Ramo Nicole L, Puttlitz Christian M, Troyer Kevin L
School of Biomedical Engineering, Colorado State University, Fort Collins, Colorado, United States of America.
Department of Mechanical Engineering, Colorado State University, Fort Collins, Colorado, United States of America.
PLoS One. 2018 Jan 2;13(1):e0190137. doi: 10.1371/journal.pone.0190137. eCollection 2018.

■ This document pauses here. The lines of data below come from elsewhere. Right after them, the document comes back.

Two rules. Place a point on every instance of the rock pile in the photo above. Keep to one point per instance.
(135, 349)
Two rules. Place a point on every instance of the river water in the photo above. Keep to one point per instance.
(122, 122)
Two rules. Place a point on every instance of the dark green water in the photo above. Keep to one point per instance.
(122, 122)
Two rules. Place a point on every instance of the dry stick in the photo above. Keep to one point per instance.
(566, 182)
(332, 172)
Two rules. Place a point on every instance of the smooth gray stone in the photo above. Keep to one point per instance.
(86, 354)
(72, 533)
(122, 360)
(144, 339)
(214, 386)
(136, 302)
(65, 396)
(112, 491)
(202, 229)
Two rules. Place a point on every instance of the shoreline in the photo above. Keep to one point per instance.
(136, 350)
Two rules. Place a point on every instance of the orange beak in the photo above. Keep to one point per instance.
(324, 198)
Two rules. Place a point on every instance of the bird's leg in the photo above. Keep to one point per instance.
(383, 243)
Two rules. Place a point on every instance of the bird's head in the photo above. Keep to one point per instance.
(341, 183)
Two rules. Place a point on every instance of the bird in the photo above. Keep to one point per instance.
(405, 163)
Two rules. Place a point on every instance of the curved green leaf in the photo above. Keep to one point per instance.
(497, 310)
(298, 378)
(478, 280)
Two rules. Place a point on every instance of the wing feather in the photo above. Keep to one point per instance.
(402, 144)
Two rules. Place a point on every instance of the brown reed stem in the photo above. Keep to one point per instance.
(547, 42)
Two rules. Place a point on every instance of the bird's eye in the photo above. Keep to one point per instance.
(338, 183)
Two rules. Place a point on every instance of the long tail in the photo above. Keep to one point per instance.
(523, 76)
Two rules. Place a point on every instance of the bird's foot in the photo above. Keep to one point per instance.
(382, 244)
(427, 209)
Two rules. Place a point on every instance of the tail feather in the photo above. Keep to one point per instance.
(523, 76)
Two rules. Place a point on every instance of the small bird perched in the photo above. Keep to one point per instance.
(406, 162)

Compelling evidence that many biological soft tissues display both strain- and time-dependent behavior has led to the development of fully non-linear viscoelastic modeling techniques to represent the tissue's mechanical response under dynamic conditions. Since the current stress state of a viscoelastic material is dependent on all previous loading events, numerical analyses are complicated by the requirement of computing and storing the stress at each step throughout the load history. This requirement quickly becomes computationally expensive, and in some cases intractable, for finite element models. Therefore, we have developed a strain-dependent numerical integration approach for capturing non-linear viscoelasticity that enables calculation of the current stress from a strain-dependent history state variable stored from the preceding time step only, which improves both fitting efficiency and computational tractability. This methodology was validated based on its ability to recover non-linear viscoelastic coefficients from simulated stress-relaxation (six strain levels) and dynamic cyclic (three frequencies) experimental stress-strain data. The model successfully fit each data set with average errors in recovered coefficients of 0.3% for stress-relaxation fits and 0.1% for cyclic. The results support the use of the presented methodology to develop linear or non-linear viscoelastic models from stress-relaxation or cyclic experimental data of biological soft tissues.
有令人信服的证据表明,许多生物软组织表现出应变和时间依赖性行为,这促使人们开发出完全非线性粘弹性建模技术,以描述组织在动态条件下的力学响应。由于粘弹性材料的当前应力状态取决于所有先前的加载事件,数值分析因需要在整个加载历史的每个步骤中计算和存储应力而变得复杂。对于有限元模型,这一要求很快就会导致计算成本过高,在某些情况下甚至难以处理。因此,我们开发了一种应变相关的数值积分方法来捕捉非线性粘弹性,该方法仅根据上一时间步存储的应变相关历史状态变量就能计算当前应力,从而提高了拟合效率和计算可处理性。该方法通过从模拟的应力松弛(六个应变水平)和动态循环(三个频率)实验应力-应变数据中恢复非线性粘弹性系数的能力得到了验证。该模型成功拟合了每个数据集,应力松弛拟合的恢复系数平均误差为0.3%,循环拟合的平均误差为0.1%。结果支持使用所提出的方法,从生物软组织的应力松弛或循环实验数据中开发线性或非线性粘弹性模型。